Avantages
- I was fortunate enough to work with some good, hard working coworkers until they would eventually leave and replaced with gradually less bearable people with very little common sense or knowledge of proper installation, programming, and/or servicing of the products. They simply don't have the ability to keep a strong team intact.
Inconvénients
- Unfair compensation. They continue to pay below market regardless of how many hours you work, how many certifications you gain, or how much additional responsibilities you take on.
- Terrible insurance. It's just a joke, not much else needed to understand poor insurance plans.
- Lazy management. Except for one individual, I never once saw someone from the office help with the work load. If your service backlog is stacking up and you have the knowledge then pull up your bootstraps and help the company keep their customers happy.

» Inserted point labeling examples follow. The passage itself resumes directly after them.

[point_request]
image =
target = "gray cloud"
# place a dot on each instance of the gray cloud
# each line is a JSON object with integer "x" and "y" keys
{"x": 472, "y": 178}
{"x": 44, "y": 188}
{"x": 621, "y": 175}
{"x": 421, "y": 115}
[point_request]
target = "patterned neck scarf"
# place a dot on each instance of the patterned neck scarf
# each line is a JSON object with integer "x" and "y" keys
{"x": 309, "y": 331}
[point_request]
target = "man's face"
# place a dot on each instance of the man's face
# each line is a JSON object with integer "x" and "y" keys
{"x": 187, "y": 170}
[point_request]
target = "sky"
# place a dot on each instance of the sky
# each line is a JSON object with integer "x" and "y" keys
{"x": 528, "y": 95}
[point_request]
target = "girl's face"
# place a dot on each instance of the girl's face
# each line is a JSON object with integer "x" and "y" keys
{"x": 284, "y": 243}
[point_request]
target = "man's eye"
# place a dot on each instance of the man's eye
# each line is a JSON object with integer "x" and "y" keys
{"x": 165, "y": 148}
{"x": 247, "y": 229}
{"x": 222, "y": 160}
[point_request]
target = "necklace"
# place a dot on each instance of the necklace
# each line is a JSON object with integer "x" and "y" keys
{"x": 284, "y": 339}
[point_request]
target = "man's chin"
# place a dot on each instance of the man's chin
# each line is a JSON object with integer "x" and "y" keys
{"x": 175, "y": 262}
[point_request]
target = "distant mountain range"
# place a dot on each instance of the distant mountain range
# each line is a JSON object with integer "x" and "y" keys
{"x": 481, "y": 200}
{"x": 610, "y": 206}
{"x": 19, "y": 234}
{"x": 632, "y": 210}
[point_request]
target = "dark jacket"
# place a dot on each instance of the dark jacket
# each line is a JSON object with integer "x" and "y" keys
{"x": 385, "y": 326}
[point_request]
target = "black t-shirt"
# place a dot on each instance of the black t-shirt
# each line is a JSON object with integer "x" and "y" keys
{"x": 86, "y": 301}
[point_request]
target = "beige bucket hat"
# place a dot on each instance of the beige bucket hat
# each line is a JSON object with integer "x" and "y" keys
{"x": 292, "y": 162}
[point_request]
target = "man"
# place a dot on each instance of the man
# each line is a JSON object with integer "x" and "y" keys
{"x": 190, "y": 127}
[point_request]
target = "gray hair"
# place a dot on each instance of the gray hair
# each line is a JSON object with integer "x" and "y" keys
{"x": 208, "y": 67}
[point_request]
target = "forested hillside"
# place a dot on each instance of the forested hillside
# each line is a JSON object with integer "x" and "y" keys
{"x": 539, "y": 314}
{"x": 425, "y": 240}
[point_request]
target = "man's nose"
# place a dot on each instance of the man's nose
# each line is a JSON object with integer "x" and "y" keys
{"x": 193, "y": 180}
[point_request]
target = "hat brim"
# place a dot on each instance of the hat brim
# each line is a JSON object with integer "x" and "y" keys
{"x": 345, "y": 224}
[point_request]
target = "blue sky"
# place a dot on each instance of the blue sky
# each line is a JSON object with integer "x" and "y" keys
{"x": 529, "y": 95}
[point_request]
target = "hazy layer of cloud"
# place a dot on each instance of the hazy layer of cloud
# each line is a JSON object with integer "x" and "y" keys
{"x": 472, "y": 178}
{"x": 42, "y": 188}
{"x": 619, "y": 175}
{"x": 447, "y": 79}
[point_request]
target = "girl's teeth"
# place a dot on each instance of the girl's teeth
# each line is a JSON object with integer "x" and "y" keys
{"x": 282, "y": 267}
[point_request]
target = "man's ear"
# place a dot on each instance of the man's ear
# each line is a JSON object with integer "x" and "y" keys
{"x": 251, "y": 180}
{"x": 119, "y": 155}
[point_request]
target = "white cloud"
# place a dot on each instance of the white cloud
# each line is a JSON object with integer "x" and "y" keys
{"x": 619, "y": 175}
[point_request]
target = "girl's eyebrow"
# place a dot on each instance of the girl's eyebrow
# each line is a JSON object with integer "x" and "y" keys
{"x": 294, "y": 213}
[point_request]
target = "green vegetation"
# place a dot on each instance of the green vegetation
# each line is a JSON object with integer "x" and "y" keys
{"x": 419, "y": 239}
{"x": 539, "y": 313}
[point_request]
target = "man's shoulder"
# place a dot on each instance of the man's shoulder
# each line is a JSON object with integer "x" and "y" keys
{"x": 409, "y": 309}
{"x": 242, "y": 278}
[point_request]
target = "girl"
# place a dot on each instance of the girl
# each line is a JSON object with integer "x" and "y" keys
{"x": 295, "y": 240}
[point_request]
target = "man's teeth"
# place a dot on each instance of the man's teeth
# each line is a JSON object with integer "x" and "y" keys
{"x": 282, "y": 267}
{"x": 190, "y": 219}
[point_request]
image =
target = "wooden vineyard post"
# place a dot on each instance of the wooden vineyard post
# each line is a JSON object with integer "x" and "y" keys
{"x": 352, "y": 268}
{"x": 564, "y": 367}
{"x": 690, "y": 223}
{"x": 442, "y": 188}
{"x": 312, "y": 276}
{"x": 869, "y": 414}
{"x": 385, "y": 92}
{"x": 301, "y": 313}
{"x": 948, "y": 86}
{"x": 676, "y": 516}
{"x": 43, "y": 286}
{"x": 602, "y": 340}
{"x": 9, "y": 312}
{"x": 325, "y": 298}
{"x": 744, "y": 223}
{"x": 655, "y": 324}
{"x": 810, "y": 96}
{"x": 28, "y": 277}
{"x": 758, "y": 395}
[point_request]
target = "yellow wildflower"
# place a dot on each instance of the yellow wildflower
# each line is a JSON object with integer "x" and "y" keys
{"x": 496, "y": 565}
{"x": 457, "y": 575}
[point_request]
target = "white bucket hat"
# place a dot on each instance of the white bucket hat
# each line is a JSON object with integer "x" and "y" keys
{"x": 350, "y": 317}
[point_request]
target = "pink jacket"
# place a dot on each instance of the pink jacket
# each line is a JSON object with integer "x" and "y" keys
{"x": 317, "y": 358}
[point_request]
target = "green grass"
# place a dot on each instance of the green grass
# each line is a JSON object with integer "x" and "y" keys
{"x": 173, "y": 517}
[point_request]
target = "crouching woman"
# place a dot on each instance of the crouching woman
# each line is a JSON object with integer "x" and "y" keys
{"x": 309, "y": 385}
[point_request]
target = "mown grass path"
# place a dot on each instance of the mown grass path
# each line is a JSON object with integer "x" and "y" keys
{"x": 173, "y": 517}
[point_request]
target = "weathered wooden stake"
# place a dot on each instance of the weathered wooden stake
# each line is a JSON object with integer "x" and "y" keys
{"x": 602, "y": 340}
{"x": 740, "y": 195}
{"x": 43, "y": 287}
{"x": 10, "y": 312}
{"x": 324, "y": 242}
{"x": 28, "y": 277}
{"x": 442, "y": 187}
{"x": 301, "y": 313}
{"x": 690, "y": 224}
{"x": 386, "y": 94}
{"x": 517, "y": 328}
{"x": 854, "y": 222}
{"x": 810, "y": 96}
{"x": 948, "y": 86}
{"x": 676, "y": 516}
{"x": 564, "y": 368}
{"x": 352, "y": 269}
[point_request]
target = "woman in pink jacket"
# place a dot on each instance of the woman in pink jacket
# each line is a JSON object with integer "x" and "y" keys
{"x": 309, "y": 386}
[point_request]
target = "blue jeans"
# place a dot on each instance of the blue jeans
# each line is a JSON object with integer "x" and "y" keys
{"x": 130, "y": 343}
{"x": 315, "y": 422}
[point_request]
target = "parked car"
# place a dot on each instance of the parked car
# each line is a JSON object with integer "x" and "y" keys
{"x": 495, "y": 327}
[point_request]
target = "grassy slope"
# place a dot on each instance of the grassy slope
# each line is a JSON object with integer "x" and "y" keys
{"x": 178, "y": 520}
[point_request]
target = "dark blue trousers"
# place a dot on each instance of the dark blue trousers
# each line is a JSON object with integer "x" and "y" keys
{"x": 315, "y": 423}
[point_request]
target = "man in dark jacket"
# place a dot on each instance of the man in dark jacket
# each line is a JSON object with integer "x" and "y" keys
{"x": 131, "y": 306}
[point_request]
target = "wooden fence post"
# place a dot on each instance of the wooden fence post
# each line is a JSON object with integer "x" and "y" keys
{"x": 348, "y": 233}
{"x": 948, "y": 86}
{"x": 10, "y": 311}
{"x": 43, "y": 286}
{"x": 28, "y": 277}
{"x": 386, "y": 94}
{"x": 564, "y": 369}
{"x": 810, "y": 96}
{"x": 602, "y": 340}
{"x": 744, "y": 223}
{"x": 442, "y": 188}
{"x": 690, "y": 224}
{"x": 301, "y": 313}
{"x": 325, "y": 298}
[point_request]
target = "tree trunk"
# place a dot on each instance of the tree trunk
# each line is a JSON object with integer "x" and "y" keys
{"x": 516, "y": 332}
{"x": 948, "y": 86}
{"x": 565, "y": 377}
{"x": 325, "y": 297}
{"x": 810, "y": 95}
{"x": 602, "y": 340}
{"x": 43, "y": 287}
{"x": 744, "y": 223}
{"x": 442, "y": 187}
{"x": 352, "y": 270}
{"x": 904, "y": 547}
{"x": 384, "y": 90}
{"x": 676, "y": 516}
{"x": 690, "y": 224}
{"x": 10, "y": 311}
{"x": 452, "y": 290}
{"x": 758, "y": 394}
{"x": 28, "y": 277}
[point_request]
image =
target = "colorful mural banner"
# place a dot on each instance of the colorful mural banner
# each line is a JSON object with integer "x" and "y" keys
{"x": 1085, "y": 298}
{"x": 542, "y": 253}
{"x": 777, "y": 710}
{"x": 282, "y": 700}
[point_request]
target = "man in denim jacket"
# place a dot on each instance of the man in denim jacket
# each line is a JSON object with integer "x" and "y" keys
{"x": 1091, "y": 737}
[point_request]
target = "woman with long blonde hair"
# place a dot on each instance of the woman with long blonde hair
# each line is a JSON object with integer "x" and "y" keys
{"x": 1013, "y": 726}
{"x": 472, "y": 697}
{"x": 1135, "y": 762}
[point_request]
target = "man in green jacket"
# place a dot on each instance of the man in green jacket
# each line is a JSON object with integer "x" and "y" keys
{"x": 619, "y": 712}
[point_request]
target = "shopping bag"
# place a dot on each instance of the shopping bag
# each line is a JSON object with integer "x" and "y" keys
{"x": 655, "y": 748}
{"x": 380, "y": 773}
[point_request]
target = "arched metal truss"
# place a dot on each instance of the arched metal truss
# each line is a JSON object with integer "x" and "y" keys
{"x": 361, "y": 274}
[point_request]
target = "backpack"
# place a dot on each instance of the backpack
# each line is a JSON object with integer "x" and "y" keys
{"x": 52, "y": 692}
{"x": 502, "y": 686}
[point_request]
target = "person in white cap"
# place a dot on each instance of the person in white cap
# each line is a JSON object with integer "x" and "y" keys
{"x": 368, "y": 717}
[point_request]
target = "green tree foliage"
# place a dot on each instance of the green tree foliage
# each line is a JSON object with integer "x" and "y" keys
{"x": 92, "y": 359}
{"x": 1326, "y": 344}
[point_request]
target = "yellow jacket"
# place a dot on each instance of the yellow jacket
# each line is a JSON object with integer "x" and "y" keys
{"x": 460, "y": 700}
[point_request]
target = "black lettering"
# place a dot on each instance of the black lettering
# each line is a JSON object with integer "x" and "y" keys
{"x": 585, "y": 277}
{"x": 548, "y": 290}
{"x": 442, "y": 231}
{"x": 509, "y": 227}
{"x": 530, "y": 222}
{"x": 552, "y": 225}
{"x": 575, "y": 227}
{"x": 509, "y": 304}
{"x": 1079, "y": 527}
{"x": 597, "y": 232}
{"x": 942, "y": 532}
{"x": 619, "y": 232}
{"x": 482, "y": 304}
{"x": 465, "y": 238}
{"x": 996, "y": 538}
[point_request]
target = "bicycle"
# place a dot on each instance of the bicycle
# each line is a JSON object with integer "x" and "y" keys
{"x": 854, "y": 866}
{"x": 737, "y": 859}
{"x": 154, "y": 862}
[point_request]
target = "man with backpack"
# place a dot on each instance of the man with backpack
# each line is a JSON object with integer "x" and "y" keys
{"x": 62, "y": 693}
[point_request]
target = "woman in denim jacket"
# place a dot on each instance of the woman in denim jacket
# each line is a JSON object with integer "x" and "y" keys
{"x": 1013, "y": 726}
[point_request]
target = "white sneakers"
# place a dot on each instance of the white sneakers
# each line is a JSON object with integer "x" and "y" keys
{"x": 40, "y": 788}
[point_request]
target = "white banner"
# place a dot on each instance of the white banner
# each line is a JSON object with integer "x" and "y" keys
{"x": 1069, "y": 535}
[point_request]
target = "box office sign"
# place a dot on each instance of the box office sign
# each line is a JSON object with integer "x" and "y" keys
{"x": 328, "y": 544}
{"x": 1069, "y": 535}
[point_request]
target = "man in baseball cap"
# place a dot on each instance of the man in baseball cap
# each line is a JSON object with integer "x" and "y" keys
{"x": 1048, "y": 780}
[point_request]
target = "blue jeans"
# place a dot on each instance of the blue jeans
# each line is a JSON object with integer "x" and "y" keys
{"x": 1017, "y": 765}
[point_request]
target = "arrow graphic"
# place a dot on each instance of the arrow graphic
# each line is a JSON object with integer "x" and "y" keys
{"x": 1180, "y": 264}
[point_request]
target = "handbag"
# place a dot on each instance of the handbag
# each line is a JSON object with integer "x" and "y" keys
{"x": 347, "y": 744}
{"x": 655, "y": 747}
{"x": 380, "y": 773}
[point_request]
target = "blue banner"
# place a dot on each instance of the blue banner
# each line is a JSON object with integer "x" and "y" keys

- Salesman sell dreams, no reality. If you sell a certain product make sure you understand it's abilities and limitations. Selling a customer a system with the promise that it'll open the door for them using facial recognition when the most it can do is take a physically pressed code to unlock is ridiculous. This is a bit of an exaggeration, but it isn't far from reality with the promises made and then having the customer upset with the technician that the system isn't doing what they were promised it would.
- Poor leadership. There is no leadership, there is only lazy people who have snaked their way up the ladder barking orders to underpaid, overworked, under appreciated technicians.